Technical Abstract: Casein films have the potential to be used to improve the quality and safety of food or to be used as biodegradable packaging. Plasticizers are incorporated into protein films to lower the glass transition temperature (Tg) and to improve tensile properties relative to pure films. The extent that plasticizers improve the flexibility of brittle films is dependent on plasticizer content. Predictive models that link film property with composition will aid in the development of applications for protein films.
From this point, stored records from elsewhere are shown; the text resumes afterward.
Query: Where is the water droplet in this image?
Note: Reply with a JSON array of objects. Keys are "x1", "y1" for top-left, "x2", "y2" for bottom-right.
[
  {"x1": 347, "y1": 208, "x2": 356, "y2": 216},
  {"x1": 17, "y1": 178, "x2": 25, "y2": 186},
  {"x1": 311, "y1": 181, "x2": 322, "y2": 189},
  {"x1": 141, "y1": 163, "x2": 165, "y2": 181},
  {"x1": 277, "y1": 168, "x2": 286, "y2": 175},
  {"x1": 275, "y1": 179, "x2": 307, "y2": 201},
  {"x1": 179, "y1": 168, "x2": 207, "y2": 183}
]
The objective of this study was to examine the tensile properties and glass transition temperature of casein films as affected by glycerol content and to develop empirical models that describe the composition-function relationship in the films. Films made from casein precipitated using high-pressure CO2 (CO2CAS), calcium caseinate (CaCAS) or sodium caseinate (NaCAS) were plasticized with glycerol (Gly) at three levels - 10%, 20% and 30%. Tensile strength, elastic modulus and glass transition temperature of the films were measured, and the microstructure of the films was also investigated with TEM imaging. A mathematical relationship based on the Gordon-Taylor equation was used to determine plasticizer efficiency ratings, k, of glycerol in the protein films. TEM showed differences in microstructure among the films. NaCAS film was homogenous while the CaCAS and CO2CAS films had similarly aggregated structures. It is concluded that k values for tensile and Tg properties are characteristic for a given protein and reflect the differences in microstructure. This correlation between definitive imaging results and empirical plasticizer efficiency ratings shows validity of the approach to model protein film function. The model may eliminate the need for lengthy experimentation and help design casein films with tailored functional properties.